So I know that is has been awhile and really it is just simply that my life is so hectic with 3 kids. Kylie is the social queen and with Bubby now it preschool and me still working full time plus having a baby who just now in month 8 started sleeping through the night. I know I should not complain and I shouldn’t I was just not used to it because my other 2 did much earlier
So I stopped nursing and it’s bittersweet… I have so much stored milk it should carry him for the full year. I was only doing it in the morning and before bed. He was just not interested anymore. It was more fun to see what was going on with his brother and sister than to hang out with mom. Which is okay exclusively breast- feeding for 8 months is good in my book. It is funny because with Kylie I nursed 2 months and got an infection and was done. With Xander being a preemie I got so much education and information, help, and understanding about it. I pumped for him while he was in the hospital when he came home I nursed him until he was 9 months old. We did supplement during the day when I was at work with formula. I loved doing it hard though with Xander he was so tiny I had to use a breast shield and he never really latched right.
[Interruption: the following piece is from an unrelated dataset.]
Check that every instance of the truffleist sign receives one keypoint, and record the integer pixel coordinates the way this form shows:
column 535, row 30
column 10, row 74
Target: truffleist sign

Luca seriously was a Champ right out of the womb! My milk supply was good and it was a wonderful experience overall and I am going to miss it. I am sad that we are almost into year 2 with my baby. I would love to adopt but I don’t think my husband is on board with that. I am content and feel so blessed but I would love another. We made the decision to go with the tubal during the C-section because well after High BP’s with Kylie and Pre- E with both of the boys and with Xander being born so early and me being in and out of the hospital with all three it is best that I not have anymore children. I am so thankful that God blessed me the way he has. It’s hard to say this but I wish I could have more children.
Growing up I always wanted a big family 4 or 5 kids but I need to focus on the good and say Thank you for giving what I have. 3 kids is a good amount. I have one of each plus my last little man. After Xander turned 2 right before I got pregnant with Luca I was at a place where I really though I was content I did not want anymore kids but when Luca came as a surprise I was over the moon! But now that he is getting bigger I am starting to feel sad about it I think because before I knew I could but now I know it’s no possible anymore.
Oh well… on a lighter note… I am having a garage sale to get rid of all my baby items/clothes. Any suggestions on prices. I have all of Kylie’s clothes which are mostly Gymboree Outfits… and Carters, Gap, and Old Navy..
The boys stuff is Old Navy and Carters mostly plus like Target and Kohl’s I was going to .50 a per item? Any Thoughts?